BATES:  As for me, I was not there for this rally but I did attend some of it since I was there.  It took place in the courtyard between the old Capitol and the new Capitol.  And there were speakers and placards to raise awareness of the problem that exists in Florida.

PERO:  You summed it up well.  I happened to be one of the speakers, fortunately, and I happened to talk about the AJP and what we want to do to help the folks here in Florida to accomplish legal reform and stop this kind of abuse.  What I think was encouraging is that Governor Bush was there and he had the opportunity to speak and lay out his program, but he was also joined by the Senate President Lee and Speaker Bense, and Lt. Governor Jennings was there to present a united front.  They were there saying to the people that they will be there, but also saying to the State of Florida that we hear you and we understand and we are going to look for ways to fix this problem because we want to stop lawsuit abuse.  Florida is still a magnet, and people are moving here and jobs are being created here and that has a lot to do with the climate that you have created here with your tax climate.  But if this legal climate continues to spiral downhill, you will find more and more businesses looking to see whether or not they want to cross that Georgia line.  Georgia passed major reform legislation because they saw what was happening and you have a serious competitor to the north now and they have done everything that Governor Bush pledged to do today.  So the challenge here in the next 50 days is that if your listeners want reform they need to call their Senators and Representatives and tell them to support legal reform and stop the abuse and continue to make Florida a better place for our families and our job providers and create a better future for all Floridians.

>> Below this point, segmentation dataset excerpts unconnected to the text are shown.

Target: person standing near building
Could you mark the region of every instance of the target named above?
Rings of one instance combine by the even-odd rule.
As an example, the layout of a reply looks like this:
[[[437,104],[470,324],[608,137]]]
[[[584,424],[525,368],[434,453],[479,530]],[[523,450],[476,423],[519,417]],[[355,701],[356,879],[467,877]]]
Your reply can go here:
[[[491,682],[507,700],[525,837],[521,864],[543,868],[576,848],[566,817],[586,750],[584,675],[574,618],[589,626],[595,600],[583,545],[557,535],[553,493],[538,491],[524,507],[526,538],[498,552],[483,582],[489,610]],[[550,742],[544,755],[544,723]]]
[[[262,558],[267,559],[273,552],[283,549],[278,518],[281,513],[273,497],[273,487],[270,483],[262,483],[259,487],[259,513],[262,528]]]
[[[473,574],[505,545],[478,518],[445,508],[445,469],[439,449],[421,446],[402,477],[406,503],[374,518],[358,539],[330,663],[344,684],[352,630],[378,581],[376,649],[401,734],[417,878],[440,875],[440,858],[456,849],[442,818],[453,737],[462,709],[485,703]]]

GIACHINO:  Dan, if people want to learn more about your organization, the American Justice Partnership, how can they do that?

PERO:  They can visit our terrific website at www.americanjusticepartnership.org and they will have the opportunity to see what is going on with different organizations around the country and with legal reform around the country and learn a little about some of the players involved with the AJP and learn a little more about the National Association of Manufacturers and what the problems are and how it impacts them personally.

GIACHINO:  Well, thank you very much, Dan Pero, President of the American Justice Partnership, a nationwide coalition that is advocating for legal reform at the state level.  We appreciate your time today.

PERO:  Thank you for having me.  I do believe the sun will come out in Florida at some point.

GIACHINO:  I think it will; I think we will finally put an end to some of this lawsuit abuse with the hard work of many people in your organizations.  Thanks, we greatly appreciate it.

PERO:  Thank you very much, and thank you for having me on and let’s stop lawsuit abuse.